Análise Psicanalítica e da Saúde Mental
Ensaio Sobre a Cegueira é uma metáfora poderosa sobre a fragilidade da civilização, a perda da identidade e a natureza humana quando exposta ao desespero absoluto. A cegueira branca, enquanto fenômeno inexplicável, pode ser interpretada como um colapso do superego freudiano – ou seja, a dissolução das normas e valores que regulam a vida em sociedade.
A Cegueira como Metáfora da Alienação e do Recalcamento
A súbita incapacidade de enxergar reflete um estado psíquico de alienação, no qual os personagens são privados da capacidade de reconhecer a si mesmos e aos outros.
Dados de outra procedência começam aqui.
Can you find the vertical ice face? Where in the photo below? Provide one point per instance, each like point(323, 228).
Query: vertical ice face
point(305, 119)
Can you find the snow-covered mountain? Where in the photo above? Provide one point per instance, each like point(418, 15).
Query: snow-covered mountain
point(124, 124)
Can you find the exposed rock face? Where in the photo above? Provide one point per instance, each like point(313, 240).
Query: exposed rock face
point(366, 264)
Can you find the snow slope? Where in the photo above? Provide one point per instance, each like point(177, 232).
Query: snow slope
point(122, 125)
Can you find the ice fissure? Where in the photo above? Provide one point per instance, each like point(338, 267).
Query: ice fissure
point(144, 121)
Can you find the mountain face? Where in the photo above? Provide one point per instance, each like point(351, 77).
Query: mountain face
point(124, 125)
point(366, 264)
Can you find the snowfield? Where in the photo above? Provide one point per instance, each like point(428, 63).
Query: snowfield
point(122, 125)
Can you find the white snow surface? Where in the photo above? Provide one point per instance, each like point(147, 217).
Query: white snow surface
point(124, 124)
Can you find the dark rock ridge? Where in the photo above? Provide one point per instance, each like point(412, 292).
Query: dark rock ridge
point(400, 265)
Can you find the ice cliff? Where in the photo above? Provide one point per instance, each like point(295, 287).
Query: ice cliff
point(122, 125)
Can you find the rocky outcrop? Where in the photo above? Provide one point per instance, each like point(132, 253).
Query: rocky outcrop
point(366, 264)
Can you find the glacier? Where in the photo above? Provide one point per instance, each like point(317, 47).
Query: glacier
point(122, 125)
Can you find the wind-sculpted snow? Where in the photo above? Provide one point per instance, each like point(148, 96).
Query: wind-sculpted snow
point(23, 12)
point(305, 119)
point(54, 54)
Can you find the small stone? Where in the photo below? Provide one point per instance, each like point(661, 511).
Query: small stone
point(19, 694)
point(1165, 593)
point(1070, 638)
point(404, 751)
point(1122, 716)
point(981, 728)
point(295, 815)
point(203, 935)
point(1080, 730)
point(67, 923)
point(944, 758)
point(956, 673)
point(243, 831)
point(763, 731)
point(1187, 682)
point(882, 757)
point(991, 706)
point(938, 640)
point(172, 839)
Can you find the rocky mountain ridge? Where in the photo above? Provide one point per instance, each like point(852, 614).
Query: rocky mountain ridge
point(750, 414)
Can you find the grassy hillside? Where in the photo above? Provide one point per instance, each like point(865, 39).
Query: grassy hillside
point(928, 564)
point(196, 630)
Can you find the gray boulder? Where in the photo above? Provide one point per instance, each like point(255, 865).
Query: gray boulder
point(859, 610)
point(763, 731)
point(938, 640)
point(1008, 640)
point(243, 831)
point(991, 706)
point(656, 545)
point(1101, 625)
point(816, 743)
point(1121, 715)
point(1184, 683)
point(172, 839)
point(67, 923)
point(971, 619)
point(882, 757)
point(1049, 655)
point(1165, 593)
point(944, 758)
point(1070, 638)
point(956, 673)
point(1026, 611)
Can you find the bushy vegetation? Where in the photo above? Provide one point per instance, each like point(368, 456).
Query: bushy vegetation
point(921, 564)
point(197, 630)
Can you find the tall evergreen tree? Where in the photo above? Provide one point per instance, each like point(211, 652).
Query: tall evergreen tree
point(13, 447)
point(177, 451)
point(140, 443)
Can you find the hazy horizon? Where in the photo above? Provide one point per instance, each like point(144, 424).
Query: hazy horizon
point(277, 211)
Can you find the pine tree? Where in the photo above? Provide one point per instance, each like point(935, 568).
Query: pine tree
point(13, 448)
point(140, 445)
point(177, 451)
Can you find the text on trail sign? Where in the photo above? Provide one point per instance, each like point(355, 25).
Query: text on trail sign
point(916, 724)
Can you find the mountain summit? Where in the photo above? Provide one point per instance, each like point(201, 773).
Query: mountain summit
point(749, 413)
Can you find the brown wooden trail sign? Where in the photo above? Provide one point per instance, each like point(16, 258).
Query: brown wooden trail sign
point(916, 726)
Isso remete ao conceito de forclusão lacaniana, onde algo tão insuportável para o sujeito é expulso da consciência, retornando na forma do real inominável – neste caso, o caos absoluto e a barbárie.
A falta de visão também pode simbolizar o recalque social: a cegueira de uma sociedade que ignora a miséria, a violência e a degradação moral até ser forçada a confrontá-las de maneira brutal.
Regressão ao Estado Primordial e Pulsões Freudianas
O filme mostra que, diante do colapso da civilização, os indivíduos rapidamente retornam a um estado primal. O ego e o superego cedem espaço para a dominação da pulsão de vida (Eros) e da pulsão de morte (Todestrieb). O desejo de sobrevivência se mistura com o desejo de destruição, resultando em relações baseadas na violência, na exploração e no abuso.
A sociedade colapsa e, sem estruturas simbólicas que regulam o comportamento humano, emerge um estado de natureza brutal. O hospital onde os cegos são confinados torna-se um microcosmo dessa nova ordem social: alguns assumem papéis de opressores, outros de submissos, e as mulheres, em especial, são reduzidas a objetos de dominação.
A Mulher que Vê: Símbolo da Testemunha e do Trauma
A personagem de Julianne Moore, a única capaz de enxergar, representa a testemunha que carrega o peso do trauma coletivo. No discurso psicanalítico, aquele que vê pode ser tanto um salvador quanto um condenado à culpa por sua posição diferenciada. Ela carrega a responsabilidade de guiar os cegos, mas também é a única que assiste impotente à degradação humana.
Seu olhar é aquele do Grande Outro lacaniano – o que vê tudo, mas não pode intervir completamente para salvar. Ela representa o dilema do observador consciente diante do horror: agir ou simplesmente testemunhar?
Conclusão
Ensaio Sobre a Cegueira é um filme sobre a fragilidade da civilização e sobre como, sem os artifícios que sustentam nossa moralidade, retornamos rapidamente a um estado de caos. Sob a ótica psicanalítica, o filme expõe o desmoronamento do superego coletivo e a emergência do desejo cru, da violência e do medo.
No entanto, ele também sugere que a capacidade de enxergar – literal e metaforicamente – pode ser tanto uma maldição quanto uma esperança. Se a cegueira representa a alienação da humanidade, talvez ver signifique, antes de tudo, despertar para a verdade sobre quem realmente somos.